Would she have welcomed someone telling her her husband was seen with another woman?

"Absolutely." She has no doubt and her voice is harsh. I asked her what she would have done. "Knocked it on the head immediately. It might have made a difference."


'Might'; without evidence you could be jumping the gun - those two in the restaurant knew each other, he or she might have had a problem the other could help with, they might have been with other people in the restaurant and stayed on to chat over a drink, it could be innocent, and if it was you would be sowing seeds of suspicion.

Perhaps if you had gone over and said hello, let them know you have stumbled on their meeting and have a chat, ask after his wife, suggest all meeting up, include the other girl and the chances are the man may mention it to his wife just in case you start gossiping.
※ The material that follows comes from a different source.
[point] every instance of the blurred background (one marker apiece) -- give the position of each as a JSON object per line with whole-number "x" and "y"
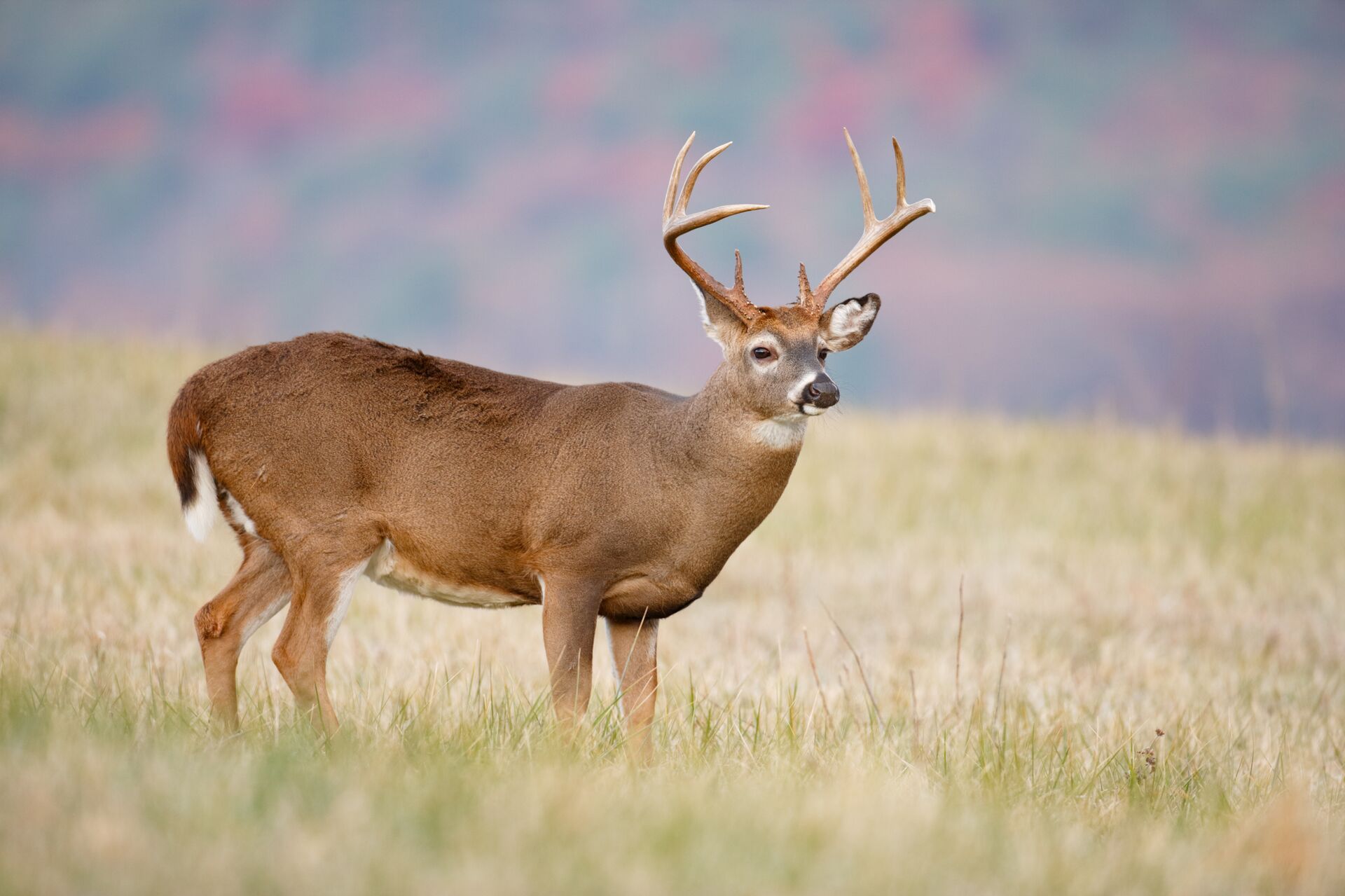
{"x": 1141, "y": 207}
Again, remember you have no evidence.

Marie had another story. "I remember at work a man asking me if I knew my husband was seeing someone else, what would I do? I laughed and said I'd put garlic in all this meals.
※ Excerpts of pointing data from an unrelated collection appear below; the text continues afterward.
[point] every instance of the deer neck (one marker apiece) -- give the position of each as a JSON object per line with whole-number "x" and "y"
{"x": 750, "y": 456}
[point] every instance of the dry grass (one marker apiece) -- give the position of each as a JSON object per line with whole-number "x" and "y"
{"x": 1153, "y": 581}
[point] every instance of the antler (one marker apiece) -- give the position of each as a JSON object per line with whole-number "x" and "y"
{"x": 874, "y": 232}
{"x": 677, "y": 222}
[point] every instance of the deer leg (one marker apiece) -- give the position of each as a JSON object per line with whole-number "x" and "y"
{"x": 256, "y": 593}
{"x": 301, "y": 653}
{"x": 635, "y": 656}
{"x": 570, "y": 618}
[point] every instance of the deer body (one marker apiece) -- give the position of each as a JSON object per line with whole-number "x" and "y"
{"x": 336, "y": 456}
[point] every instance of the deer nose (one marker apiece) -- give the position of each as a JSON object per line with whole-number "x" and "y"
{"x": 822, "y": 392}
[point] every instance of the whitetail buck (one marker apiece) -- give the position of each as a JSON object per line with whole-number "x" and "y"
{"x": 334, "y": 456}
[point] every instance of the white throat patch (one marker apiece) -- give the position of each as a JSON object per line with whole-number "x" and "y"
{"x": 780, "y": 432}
"I thought nothing of it until soon after in the canteen the chat came round to someone cheating on his girlfriend and Pat looked at me and said: 'You'd be surprised who's having an affair in here.'

"For some reason that stuck in my mind, just the way she said it and her look but again I didn't do anything or ask any questions."

However, one day she got a phone call and the voice said: 'Ask your man did he have a nice afternoon with the girl Julie.'

Her young husband was often late home or out with the boys. However, one night he came home smelling of perfume and her world burst open wide when he admitted his double life.

She told me she confronted the situation, they talked of separation and did so for a while but thankfully with the support of her friends, they got over the heartbreak because she realised that he too was hurting but wanted to remain with her more than the 'other woman' but she still wonders if she can trust him.

"So I was warned but I ignored it, probably because it was all so vague until that Friday night. I expect if I'd been told directly I'd have questioned him sooner and it would have been sorted."

So what would I say, Joyce? Think carefully, you have no evidence, you still can say to this friend that you were surprised to see him with the girl and ask him if you should be concerned on behalf of his wife.